So Naaman went with his horses and chariots and stopped at the door of Elisha’s house. Elisha sent a messenger to say to him, “Go, wash yourself seven times in the Jordan, and your flesh will be restored and you will be cleansed.”
But Naaman went away angry and said, “I thought that he would surely come out to me and stand and call on the name of the Lord his God, wave his hand over the spot and cure me of my leprosy. Are not Abana and Pharpar, the rivers of Damascus, better than all the waters of Israel? Couldn’t I wash in them and be cleansed?” So he turned and went off in a rage.
Naaman’s servants went to him and said, “My father, if the prophet had told you to do some great thing, would you not have done it? How much more, then, when he tells you, ‘Wash and be cleansed’!” So he went down and dipped himself in the Jordan seven times, as the man of God had told him, and his flesh was restored and became clean like that of a young boy.2 Kings 5:9-14
When we read about the life of Elisha, almost everything he did was a foreshadowing of Jesus. This event was no different. Naaman, the commander of the armies of Aram, had leprosy and traveled south to Israel to seek healing from Elisha. When he arrived at Elisha’s house, we was told to simply go wash in the Jordan River seven times and he’d be healed. But the simplicity of this act was offensive to Naaman.
The Jordan River was not impressive back then nor is it today. Dipping in the Nile or the Euphrates may have seemed significant. Even the rivers of Aram (Abana and Pharpar) made more sense than the Jordan. Naaman was expecting a magical display of Elisha’s power. The healers and witch doctors of that day all had ceremonies and herbs and incantations for practicing their healing arts (as they still do today). They all had strict and complicated rituals for a person to follow in order to be healed. But God through Elisha didn’t need all of that. The power of the Spirit was enough to heal.
Notice that when a person has been taught their whole life that to get right with God, to get well, to get clean, one must work for it, simple grace is offensive. Earning one’s righteousness through works, though a heavy burden, comes with it the feeling of control. It comes with it the ability to retain one’s pride and self-sufficiency.
But receiving simple grace requires humility. It requires giving up on earning our righteousness, our healing, our cleansing.
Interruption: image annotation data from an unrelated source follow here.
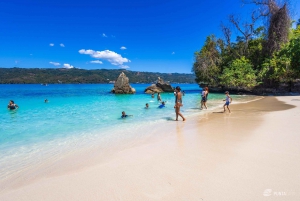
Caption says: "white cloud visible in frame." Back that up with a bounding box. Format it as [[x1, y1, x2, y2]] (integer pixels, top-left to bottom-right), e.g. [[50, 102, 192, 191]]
[[90, 60, 103, 64], [64, 64, 74, 68], [79, 49, 130, 67], [49, 61, 60, 66]]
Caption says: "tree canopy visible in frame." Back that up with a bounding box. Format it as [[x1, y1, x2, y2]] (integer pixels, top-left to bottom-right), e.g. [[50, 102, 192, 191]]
[[192, 0, 300, 90]]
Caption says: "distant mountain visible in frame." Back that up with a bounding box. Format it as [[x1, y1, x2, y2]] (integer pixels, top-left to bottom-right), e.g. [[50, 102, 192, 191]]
[[0, 68, 196, 84]]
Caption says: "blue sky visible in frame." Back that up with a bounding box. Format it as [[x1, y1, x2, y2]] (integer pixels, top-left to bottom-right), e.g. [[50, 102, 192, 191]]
[[0, 0, 300, 73]]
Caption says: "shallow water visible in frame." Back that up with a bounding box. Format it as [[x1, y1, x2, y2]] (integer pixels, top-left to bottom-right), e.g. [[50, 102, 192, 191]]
[[0, 84, 253, 178]]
It demands simple obedience in receiving the grace of God. It means laying down my self-sufficiency and my control. This is why the simplicity of dipping in the Jordan was so offensive to Naaman. It was too easy. It displayed too much of God’s grace and not enough of his own works. Many people react the same way to the message of the gospel.
But if we want to be cleansed from the inside out, it requires something very simple. We only need to receive the grace of God through Jesus Christ. That’s what this weekend is all about. Good Friday and Resurrection Sunday are the once and for all declaration that God paid the price for our sin so that we wouldn’t have to. He sacrificed Himself so that we wouldn’t have to work for our righteousness. We could simply receive His righteousness, a righteousness that we don’t deserve in any way.
By believing Jesus, entrusting our life to Him, we lay down our attempts at saving ourselves through good works. We lay down our self-sufficiency and pride. Humbly, we come before the Lord and repent for our sin. And in doing so, we are given the free gift of grace. We are forgiven for all past, present and future sin, and we are given a new heart. The very Spirit of the Living God comes to dwell in us and begins to transform us from the inside out.
Naaman dipping seven times in the Jordan was a foreshadowing of the simplicity of baptism. We are washed clean from our sin, not by complicated religious rituals and incantations, but by simple faith in Jesus Christ. What He did for us was enough. We need only to believe it. We need only to take Jesus at His word.
Have you been spending your life trying to be a good person on your own merit? Apart from the transforming work of Christ, that kind of life only leads to failure and disappointment. If you haven’t already, receive the free grace of God, purchased for you by the death of Jesus. And receive a new heart, a new life, a life won for you by the resurrection of Jesus.
Don’t be offended by the simplicity of it all like Naaman was. Let go of the pride and self-sufficiency that would keep you from surrendering your life to Jesus, and invite the Holy Spirit to come and dwell within you. Pray something like this:
Father God, thank you for sending your son Jesus to take my place on the cross. Please forgive me for my sin and my selfishness. I receive your grace today. I know I don’t deserve it. I know I can’t earn it. I know Jesus did for me what I could never do for myself. I surrender my life to you, Jesus. I am yours. I ask You to come and transform my heart. Wash me clean. Make me new. Holy Spirit, I invite you to come and dwell in me and give me new life. I ask you to transform me from the inside out. I lay down my pride and my self-sufficiency. And in its place I receive your love and your peace. I ask all of this in Jesus’s name. Amen.